独大手証券取引所、仮想通貨に本腰
ドイツのシュトゥットガルト証券取引所(Borse Stuttgart)は30日、デジタル部門に属するblocknoxが同国の金融規制当局BaFinから暗号資産(仮想通貨)カストディアンとしての最終的なライセンスを取得したと発表した。
これにより、機関投資家の顧客に、仮想通貨の仲介、取引、カストディという一連のサービスを提供していく。
ドイツでは、2020年1月1日以降、仮想通貨ビジネスに対する新しい法的規制が設定されており、仮想通貨の保管に特別なライセンスが必要となっていた。blocknoxは、規制対象の金融サービスプロバイダーという暫定的なステータスを保有していたが、今回新たなライセンスを認められたことになる。
シュトゥットガルト証券取引所デジタル部門、およびblocknoxのOliver Vins運営ディレクターは、次のように述べた。
仮想通貨市場がうまく機能するためには、信頼性、安定性、透明性が欠かせない。BaFinのライセンスは、こうした基本原則に基づき、当社がデジタル資産という成長市場への安全なアクセスを欧州全域の金融機関に提供する道を固めるものだ。
カストディとは
投資家の代わりに資産を保有・管理することを指す。仮想通貨以外の資産にも広く使われる用語。

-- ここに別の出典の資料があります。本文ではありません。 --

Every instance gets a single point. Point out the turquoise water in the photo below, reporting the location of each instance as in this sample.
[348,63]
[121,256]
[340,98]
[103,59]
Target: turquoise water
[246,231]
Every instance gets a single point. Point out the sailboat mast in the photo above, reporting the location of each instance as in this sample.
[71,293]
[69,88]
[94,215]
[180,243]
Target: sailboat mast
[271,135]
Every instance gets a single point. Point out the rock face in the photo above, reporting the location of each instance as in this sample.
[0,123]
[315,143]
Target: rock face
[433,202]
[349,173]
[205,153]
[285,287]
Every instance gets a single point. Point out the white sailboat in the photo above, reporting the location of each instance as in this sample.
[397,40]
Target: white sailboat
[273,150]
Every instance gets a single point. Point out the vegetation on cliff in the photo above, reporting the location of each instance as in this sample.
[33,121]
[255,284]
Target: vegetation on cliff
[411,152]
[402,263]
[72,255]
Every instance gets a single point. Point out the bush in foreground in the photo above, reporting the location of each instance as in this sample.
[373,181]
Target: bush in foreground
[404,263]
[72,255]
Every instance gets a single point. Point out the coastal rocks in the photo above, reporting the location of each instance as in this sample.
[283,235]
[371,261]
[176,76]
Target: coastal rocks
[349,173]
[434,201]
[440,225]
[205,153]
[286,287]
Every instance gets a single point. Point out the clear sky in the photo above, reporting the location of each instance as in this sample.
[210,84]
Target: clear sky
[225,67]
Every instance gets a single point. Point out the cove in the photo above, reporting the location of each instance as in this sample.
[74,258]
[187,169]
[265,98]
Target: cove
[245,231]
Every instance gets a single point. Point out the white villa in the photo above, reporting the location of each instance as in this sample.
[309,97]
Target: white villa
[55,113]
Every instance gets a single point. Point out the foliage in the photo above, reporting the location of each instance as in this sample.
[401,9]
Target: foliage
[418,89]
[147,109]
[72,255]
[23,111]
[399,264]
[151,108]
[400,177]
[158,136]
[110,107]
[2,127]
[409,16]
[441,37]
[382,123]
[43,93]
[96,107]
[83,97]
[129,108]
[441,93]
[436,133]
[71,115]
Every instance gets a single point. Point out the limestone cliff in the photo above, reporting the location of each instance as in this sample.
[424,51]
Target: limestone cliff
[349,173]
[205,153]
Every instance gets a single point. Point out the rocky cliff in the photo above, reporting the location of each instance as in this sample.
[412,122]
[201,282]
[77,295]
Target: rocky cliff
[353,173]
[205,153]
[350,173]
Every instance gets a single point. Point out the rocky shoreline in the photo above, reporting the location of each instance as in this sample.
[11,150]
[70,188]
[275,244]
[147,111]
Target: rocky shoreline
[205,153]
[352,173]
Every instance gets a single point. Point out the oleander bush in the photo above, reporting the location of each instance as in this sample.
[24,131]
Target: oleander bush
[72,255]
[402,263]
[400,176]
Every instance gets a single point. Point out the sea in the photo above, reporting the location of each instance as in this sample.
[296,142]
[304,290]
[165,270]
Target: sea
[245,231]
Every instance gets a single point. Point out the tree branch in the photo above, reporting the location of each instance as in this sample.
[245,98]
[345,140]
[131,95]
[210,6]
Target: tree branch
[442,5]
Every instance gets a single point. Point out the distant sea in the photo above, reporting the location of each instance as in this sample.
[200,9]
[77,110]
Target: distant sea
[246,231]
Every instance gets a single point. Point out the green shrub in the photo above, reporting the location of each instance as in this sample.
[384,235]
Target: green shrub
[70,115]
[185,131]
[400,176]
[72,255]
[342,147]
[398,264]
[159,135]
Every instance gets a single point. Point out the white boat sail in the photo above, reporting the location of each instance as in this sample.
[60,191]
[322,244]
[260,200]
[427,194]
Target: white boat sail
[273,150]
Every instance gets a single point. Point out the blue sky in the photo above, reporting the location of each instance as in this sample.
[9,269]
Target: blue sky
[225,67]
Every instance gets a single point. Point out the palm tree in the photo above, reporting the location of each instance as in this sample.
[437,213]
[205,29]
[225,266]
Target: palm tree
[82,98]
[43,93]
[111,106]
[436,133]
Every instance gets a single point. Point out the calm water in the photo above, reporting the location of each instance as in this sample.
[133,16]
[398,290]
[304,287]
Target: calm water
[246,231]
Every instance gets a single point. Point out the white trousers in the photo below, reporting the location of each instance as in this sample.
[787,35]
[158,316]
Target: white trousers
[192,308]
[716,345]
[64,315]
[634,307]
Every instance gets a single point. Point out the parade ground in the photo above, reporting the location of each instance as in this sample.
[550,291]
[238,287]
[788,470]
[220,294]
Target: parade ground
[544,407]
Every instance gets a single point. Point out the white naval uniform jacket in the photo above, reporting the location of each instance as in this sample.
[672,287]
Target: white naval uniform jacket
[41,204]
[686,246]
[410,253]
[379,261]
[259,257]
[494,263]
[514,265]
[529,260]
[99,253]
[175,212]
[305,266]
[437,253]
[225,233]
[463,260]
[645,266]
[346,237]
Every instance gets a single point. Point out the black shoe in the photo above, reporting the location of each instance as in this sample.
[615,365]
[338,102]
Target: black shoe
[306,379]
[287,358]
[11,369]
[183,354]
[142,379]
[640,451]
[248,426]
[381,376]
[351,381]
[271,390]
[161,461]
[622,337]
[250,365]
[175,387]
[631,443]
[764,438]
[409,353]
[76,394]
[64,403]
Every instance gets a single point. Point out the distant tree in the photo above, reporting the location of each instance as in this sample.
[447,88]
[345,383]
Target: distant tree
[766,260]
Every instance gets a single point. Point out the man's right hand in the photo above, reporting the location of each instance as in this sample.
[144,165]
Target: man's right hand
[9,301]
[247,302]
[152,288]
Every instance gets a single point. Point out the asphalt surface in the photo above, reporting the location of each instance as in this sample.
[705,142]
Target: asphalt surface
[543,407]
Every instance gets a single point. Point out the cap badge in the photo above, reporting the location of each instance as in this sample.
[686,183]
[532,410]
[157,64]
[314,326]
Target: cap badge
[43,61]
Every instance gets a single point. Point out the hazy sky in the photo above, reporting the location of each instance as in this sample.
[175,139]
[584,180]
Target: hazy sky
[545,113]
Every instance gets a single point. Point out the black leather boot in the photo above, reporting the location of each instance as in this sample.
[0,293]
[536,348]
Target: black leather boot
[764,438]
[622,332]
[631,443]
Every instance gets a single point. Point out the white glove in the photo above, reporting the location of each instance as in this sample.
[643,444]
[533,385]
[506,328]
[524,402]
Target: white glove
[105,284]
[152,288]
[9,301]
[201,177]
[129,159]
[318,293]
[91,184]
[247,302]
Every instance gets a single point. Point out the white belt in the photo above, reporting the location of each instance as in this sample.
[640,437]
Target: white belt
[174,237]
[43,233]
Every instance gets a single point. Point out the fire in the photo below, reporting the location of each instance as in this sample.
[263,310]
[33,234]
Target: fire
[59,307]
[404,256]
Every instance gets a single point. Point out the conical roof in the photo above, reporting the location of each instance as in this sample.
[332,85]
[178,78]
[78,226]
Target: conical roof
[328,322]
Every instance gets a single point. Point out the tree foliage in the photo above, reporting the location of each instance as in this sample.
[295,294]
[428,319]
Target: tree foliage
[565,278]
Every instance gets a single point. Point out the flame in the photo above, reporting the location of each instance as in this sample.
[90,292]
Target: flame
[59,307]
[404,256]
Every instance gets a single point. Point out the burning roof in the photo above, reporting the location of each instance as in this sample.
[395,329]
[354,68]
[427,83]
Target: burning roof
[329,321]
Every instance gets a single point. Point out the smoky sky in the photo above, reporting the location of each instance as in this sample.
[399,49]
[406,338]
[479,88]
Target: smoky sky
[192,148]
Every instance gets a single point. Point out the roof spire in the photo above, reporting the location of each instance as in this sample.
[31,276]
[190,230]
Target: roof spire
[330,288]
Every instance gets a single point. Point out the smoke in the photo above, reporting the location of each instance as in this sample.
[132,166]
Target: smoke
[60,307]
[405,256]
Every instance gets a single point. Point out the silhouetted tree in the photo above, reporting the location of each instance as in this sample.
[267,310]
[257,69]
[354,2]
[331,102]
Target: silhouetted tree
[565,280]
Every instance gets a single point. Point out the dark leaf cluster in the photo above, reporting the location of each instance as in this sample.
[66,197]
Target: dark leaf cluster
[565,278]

資産の保管や売買に係る決済、また元利金・配当金の受領や議決権行使など、幅広い業務を代行するサービスを指す。カストディを行う企業を「カストディアン」と呼ぶ。
▶️仮想通貨用語集
シュトゥットガルト証券取引所とは
シュトゥットガルト証券取引所は、欧州で6番目に大きな取引所グループだ。資本市場事業とデジタル資産・仮想通貨事業という戦略的な柱を設定している。ドイツ、スウェーデン、スイスで取引所を運営しており、700人の従業員を擁している。
そのデジタル資産部門「Boerse Stuttgart Digital」はリテール顧客、機関投資家顧客向けに、仮想通貨取引所を展開している。
SBIグループの子会社SBIデジタルアセットホールディングス(SBIDH)は1月、このデジタル部門への投資を拡大したところだ。他に、Axel Springer、Finanzen.netも出資している。
また、シュトゥットガルト証券取引所は2018年に仮想通貨取引アプリ「Bison」をリリース。2021年には取引高が約3,200億円(24億ドル)以上に達したと報告していた。
2022年11月に大手仮想通貨取引所FTXが破綻した際には、新規顧客が増えたとも述べている。
当時、シュトゥットガルト証券取引所のデジタル部門責任者であるUlli Spankowski氏が「取引アプリBisonとBoerse Stuttgart Digital取引所が、顧客の求める信頼性に応えているため、4月以来最高の成長率を記録している」とコメントしていた形だ。
またSpankowski氏は、ドイツにはBafinへ登録する制度があるため、FTXのような問題は起こりにくいとも続けていた。
私たちは、年間を通じて定期的に、保管している仮想通貨の在庫を報告する。FTXで起こったように、顧客の資金が姉妹会社に移された場合、早い段階で気付くだろう。
また、カストディ事業であるblocknoxも、年次監査の一環として、管理している仮想通貨の状況を確認するとも説明している。
ナスダックの仮想通貨事業
証券取引所の事例としては、米証券取引所大手のナスダックも、今年の第2四半期(4~6月)末までに、機関投資家向け仮想通貨カストディサービス「Nasdaq Digital Assets(ナスダック・デジタルアセット)」の立ち上げを目指している。
ナスダックはすでに、仮想通貨関連指数や仮想通貨ネイティブの金融犯罪対策サービスなども提供しているところだ。